Ersatzgebäude für Arndt-Schule wohl erst 2016 fertig

Unpassend modern und vor allem ohne Feuerschutz. Der Münter-Bau an der Arndt-Schule muss täglich bewacht werden. (Foto: M. Schmidt)

Dahlem. Die Verzögerung eines Neubaus am Arndt-Gymnasium in Dahlem hat die CDU auf den Plan gerufen. Beschlossen wurden die Baupläne 2008. Die Schule leidet unter akuter Raumnot.

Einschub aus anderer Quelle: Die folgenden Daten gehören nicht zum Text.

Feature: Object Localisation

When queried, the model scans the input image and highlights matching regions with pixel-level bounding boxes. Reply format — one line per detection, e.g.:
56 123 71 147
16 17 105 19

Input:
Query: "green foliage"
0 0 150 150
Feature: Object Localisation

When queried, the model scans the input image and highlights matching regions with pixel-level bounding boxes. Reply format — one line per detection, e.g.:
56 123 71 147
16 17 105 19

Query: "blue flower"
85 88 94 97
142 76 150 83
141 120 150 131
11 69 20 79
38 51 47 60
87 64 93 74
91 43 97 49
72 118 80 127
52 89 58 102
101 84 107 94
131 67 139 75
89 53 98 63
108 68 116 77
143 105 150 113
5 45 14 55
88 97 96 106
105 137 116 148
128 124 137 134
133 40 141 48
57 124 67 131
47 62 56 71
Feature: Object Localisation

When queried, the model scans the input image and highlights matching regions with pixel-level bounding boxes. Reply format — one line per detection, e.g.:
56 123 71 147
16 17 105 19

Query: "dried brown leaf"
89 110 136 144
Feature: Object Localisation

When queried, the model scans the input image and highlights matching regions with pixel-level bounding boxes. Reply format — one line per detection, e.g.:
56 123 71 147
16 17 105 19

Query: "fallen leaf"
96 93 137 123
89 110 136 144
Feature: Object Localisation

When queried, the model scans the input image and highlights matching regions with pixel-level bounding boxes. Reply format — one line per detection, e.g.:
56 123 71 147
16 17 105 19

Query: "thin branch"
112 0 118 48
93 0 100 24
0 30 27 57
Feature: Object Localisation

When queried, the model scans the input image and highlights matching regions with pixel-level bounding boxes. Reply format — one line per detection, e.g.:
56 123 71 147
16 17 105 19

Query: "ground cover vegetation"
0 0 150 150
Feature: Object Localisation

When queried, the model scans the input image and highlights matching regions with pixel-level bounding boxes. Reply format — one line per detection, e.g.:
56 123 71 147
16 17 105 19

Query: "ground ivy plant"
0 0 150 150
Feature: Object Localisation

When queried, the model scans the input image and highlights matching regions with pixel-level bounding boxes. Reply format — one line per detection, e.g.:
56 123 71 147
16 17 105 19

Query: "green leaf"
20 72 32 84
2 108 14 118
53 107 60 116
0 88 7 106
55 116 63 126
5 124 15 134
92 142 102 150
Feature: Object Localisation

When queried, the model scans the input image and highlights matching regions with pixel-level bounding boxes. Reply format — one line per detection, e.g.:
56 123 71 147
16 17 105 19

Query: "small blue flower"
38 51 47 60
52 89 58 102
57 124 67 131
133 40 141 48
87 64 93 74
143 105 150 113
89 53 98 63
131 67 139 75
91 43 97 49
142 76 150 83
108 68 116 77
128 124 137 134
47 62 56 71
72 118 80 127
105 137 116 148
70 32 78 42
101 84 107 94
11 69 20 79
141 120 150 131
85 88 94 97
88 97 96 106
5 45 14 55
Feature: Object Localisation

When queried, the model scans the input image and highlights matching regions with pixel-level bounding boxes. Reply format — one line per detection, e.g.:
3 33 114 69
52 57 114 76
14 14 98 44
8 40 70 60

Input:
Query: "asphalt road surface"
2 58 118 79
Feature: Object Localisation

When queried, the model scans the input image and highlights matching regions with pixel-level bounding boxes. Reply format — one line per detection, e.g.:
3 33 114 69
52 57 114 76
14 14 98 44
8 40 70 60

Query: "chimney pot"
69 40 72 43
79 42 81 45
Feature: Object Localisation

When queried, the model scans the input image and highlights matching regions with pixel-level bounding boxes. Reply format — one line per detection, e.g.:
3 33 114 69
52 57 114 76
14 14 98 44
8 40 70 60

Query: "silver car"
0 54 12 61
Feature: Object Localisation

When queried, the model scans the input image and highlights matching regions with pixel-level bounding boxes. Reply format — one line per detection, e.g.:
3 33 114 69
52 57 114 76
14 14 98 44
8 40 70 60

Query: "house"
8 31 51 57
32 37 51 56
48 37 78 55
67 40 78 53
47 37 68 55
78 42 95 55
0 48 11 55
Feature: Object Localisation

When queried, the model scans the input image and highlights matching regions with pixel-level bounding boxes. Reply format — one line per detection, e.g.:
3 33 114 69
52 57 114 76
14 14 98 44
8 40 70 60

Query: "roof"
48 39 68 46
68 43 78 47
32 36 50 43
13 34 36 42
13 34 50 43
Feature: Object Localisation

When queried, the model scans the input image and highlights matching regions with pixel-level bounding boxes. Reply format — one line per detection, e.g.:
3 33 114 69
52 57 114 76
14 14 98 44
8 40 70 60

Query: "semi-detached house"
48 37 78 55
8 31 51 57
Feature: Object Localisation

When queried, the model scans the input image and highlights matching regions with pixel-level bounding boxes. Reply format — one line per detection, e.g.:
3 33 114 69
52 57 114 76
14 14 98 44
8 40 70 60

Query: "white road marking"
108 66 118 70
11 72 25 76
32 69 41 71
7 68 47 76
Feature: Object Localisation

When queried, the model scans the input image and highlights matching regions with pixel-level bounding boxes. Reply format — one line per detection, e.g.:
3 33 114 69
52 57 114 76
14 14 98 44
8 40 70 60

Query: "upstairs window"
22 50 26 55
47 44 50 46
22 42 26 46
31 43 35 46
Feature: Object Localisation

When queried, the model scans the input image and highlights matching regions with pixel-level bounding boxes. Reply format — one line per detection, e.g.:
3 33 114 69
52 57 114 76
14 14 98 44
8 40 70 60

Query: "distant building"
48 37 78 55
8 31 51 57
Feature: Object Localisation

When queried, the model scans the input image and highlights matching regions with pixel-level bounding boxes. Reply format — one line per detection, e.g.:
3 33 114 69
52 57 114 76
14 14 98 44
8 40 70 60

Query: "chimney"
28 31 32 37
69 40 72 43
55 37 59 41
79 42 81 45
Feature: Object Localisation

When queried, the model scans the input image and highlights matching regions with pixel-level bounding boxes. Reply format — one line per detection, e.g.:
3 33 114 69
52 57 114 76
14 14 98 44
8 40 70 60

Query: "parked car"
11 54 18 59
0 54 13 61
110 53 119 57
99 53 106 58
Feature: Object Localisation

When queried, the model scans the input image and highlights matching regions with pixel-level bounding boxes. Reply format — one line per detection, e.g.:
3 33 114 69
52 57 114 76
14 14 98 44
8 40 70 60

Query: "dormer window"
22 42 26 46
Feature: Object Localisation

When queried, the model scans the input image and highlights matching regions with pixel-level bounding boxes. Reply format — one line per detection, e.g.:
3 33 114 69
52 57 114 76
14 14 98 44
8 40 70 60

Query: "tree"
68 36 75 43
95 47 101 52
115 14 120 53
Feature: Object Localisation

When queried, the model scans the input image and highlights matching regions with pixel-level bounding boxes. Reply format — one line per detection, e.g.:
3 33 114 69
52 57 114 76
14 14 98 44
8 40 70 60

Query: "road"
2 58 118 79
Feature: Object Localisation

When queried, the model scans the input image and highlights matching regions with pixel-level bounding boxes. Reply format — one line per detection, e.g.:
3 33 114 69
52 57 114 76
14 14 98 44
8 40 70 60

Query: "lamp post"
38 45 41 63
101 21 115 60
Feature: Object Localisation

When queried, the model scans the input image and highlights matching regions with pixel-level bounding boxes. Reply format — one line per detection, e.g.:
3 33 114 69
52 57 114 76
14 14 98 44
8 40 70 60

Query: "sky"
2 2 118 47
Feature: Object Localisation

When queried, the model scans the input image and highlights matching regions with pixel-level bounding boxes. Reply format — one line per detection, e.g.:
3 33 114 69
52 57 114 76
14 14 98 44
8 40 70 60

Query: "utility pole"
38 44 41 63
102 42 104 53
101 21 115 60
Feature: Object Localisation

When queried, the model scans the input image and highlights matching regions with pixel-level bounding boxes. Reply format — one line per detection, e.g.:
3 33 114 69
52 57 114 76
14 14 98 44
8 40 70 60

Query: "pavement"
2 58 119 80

Seit fünf Jahren soll die renommierte Oberschule in der Königin-Luise-Straße 80 umgebaut werden. Doch bis heute kommt der Bau nicht in Gang. Die jüngste Anfrage des CDU-Fraktionsvize David Eckel an das Bezirksamt löste auf der Bezirksverordnetenversammlung eine heftige Debatte aus. Laut dem zuständigen Stadtrat Michael Karnetzki (SPD) werden die rund acht Millionen Euro teuren Anbauten kaum vor 2017 fertig.Nach Karnetzkis Angaben habe nicht das Hochbauamt des Bezirks die Verzögerungen zu verantworten. Viele Maßnahmen seien teurer geworden als geplant. Als die fünf Millionen Euro-Grenze überschritten wurde, musste der Senat eingeschaltet werden. Dies hatte weiteres Warten zur Folge. Senat und Schulamt hätten erneut die Vorplanungsunterlagen eingesehen und geprüft. Zudem sei ein Architektenvertrag erst nach über einem Jahr unterschrieben zurückgesandt worden. Offenbar gab es Differenzen über die Höhe des Honorars.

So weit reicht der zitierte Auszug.